Weitzman E D, Pollack C P, Borowiecki B
Arch Neurol. 1978 Jun;35(6):392-5. doi: 10.1001/archneur.1978.00500300066013.
A 67-year-old woman with acquired micrognathia developed severe daytime hypersomnia, loud snoring, nocturnal enuresis, encopresis, and hypertension. A polysomnogram demonstrated 564 sleep apneas, primarily obstructive, recurrent hypoxia, a bradytachycardia, and absent stages III, IV, and REM sleep. Endoscopy during sleep revealed recurrent active closure of the upper pharynx associated with loud snoring. A tracheoplasty was done because of severity of symptoms and failure of conservative therapy. Dramatic improvement in sleepiness and hypertension occurred within 48 hours. On postoperative night 15 a repeated polysomnogram showed only 23 apneas, no hypoxia or bradytachycardia, and long periods of stage II, IV, and REM sleep. Patients with the hypersomnia-sleep apnea syndrome should be provided with a tracheal opening during sleep when severe daytime somnolence, cardiac arrhythmias, and hypertension are present.

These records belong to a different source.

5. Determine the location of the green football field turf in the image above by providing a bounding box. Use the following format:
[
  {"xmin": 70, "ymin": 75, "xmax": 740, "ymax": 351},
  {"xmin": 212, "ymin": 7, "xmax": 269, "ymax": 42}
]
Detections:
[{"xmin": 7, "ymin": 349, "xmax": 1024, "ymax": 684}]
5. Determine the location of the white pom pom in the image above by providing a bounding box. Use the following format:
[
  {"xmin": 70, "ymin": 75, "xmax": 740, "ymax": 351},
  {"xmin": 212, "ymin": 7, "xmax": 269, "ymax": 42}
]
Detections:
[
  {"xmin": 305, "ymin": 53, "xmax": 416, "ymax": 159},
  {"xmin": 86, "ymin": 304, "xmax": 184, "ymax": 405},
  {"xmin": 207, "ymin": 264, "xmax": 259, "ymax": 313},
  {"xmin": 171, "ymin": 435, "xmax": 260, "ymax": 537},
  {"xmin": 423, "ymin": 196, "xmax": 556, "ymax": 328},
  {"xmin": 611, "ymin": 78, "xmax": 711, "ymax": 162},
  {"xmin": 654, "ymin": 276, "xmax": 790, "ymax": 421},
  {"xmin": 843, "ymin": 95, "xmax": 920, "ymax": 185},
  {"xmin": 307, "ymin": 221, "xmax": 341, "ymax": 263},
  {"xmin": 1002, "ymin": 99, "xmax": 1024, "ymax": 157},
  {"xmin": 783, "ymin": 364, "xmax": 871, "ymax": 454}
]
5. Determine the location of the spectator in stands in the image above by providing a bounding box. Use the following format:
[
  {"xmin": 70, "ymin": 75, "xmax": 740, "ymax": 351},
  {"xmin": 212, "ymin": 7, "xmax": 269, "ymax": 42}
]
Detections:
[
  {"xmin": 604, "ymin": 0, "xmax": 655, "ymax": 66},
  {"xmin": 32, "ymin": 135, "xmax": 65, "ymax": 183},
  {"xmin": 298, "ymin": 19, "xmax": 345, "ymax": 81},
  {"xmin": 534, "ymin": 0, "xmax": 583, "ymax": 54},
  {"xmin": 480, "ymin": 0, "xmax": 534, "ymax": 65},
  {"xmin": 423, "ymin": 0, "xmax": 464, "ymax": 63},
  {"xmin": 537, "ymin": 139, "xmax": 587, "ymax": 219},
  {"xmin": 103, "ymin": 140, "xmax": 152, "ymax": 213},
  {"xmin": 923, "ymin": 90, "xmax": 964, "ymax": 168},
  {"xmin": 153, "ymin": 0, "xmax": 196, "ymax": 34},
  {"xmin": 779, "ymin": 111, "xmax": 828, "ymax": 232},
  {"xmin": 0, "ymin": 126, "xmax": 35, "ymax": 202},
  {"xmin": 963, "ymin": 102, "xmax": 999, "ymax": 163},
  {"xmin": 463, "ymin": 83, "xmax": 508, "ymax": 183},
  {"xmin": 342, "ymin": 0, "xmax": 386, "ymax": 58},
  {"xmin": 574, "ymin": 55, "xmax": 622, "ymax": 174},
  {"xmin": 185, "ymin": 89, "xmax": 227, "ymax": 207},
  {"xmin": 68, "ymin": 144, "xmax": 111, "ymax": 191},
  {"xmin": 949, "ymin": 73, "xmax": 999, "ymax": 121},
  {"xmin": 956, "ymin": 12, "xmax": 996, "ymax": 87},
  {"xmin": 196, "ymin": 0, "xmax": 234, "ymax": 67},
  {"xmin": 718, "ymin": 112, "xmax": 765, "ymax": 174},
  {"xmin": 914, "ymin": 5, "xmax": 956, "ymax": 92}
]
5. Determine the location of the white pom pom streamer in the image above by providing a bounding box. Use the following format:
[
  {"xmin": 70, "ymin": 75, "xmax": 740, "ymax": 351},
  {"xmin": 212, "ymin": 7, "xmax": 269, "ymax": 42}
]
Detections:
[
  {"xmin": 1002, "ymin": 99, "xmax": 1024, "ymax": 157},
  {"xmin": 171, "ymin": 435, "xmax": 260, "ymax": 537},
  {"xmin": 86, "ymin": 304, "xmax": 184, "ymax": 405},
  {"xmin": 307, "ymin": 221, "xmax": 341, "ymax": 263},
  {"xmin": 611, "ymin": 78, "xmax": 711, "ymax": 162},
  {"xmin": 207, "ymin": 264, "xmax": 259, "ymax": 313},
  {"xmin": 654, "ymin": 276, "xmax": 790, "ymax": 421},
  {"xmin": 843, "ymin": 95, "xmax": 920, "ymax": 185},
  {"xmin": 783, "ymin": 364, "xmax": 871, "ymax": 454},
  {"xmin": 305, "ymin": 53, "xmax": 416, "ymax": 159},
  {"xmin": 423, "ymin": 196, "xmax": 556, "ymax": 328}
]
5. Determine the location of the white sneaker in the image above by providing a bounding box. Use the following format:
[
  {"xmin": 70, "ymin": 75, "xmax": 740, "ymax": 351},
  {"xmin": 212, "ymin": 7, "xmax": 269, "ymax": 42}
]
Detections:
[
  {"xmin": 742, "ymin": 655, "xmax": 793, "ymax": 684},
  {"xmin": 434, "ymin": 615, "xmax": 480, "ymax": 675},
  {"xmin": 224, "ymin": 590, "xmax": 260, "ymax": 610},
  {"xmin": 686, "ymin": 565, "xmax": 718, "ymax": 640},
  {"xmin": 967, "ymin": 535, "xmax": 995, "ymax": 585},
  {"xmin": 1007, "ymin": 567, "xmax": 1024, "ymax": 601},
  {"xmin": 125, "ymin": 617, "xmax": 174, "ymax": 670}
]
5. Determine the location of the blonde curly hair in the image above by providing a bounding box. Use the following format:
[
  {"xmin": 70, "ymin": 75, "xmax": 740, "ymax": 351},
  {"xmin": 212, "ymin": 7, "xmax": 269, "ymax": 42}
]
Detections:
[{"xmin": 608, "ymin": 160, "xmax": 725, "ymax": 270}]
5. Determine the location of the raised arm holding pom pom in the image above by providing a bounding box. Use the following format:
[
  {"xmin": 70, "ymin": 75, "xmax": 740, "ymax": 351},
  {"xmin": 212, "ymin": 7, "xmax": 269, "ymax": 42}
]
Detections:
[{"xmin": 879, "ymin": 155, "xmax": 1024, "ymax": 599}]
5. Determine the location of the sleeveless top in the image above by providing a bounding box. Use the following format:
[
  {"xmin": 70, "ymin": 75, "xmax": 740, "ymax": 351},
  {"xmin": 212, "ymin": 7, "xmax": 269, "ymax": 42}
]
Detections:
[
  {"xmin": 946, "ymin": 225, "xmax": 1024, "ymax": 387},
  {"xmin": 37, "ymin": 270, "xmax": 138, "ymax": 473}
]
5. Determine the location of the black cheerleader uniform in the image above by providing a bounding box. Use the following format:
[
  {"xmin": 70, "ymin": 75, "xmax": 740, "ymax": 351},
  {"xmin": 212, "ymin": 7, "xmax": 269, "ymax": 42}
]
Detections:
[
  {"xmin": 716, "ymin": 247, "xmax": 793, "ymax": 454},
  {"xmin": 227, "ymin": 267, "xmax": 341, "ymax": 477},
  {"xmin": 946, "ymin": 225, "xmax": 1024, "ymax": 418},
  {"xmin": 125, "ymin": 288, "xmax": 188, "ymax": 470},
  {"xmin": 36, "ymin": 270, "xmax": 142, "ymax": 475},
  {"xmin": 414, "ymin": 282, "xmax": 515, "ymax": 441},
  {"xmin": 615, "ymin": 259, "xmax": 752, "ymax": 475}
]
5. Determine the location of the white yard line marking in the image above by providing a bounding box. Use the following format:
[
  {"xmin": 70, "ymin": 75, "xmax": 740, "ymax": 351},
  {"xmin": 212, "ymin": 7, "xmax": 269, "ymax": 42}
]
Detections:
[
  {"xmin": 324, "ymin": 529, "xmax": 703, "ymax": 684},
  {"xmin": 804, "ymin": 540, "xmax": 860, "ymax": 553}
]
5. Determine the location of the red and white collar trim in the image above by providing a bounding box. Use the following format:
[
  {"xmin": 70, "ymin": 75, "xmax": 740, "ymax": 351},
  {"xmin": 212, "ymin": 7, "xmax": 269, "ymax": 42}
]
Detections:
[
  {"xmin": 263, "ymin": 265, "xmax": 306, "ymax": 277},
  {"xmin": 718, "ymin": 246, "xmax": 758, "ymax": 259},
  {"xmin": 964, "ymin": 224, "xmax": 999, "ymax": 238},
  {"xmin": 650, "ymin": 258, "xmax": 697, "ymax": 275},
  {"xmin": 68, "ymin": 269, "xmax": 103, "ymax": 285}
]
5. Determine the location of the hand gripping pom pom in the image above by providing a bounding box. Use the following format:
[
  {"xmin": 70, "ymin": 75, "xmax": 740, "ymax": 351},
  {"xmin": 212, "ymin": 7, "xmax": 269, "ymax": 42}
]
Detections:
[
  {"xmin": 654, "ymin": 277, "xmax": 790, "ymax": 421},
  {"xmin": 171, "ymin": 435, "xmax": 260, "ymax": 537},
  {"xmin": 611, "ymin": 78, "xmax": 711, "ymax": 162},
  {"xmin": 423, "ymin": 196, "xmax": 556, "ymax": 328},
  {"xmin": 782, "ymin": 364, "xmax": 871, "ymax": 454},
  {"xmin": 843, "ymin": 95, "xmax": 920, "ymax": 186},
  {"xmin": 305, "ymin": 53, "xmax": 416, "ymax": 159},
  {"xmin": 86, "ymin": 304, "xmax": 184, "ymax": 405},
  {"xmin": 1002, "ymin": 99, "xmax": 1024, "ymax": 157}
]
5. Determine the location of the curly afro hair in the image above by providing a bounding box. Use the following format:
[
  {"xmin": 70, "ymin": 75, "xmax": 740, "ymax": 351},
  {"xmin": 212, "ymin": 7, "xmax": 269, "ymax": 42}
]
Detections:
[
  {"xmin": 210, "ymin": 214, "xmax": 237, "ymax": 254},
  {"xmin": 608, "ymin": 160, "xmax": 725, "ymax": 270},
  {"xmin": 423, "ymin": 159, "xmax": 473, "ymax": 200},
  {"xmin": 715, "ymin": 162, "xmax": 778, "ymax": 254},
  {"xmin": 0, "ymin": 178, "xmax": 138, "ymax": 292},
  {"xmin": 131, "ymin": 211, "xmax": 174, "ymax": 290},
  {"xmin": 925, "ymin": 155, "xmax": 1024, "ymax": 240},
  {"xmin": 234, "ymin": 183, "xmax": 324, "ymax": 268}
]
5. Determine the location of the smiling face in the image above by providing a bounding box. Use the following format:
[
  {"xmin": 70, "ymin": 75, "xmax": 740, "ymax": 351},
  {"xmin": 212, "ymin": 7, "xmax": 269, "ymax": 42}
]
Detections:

一名67岁患有后天性小颌畸形的女性出现了严重的日间嗜睡、大声打鼾、夜间遗尿、大便失禁和高血压。多导睡眠图显示有564次睡眠呼吸暂停,主要为阻塞性,反复出现低氧血症、心动过缓-心动过速,且无Ⅲ期、Ⅳ期和快速眼动睡眠阶段。睡眠期间的内镜检查显示上咽部反复主动闭合并伴有大声打鼾。由于症状严重且保守治疗无效,遂进行了气管成形术。术后48小时内,嗜睡和高血压症状显著改善。术后第15个晚上,重复进行的多导睡眠图显示仅有23次呼吸暂停,无低氧血症或心动过缓-心动过速,且有长时间的Ⅱ期、Ⅳ期和快速眼动睡眠。对于患有嗜睡-睡眠呼吸暂停综合征且存在严重日间嗜睡、心律失常和高血压的患者,睡眠期间应进行气管造口。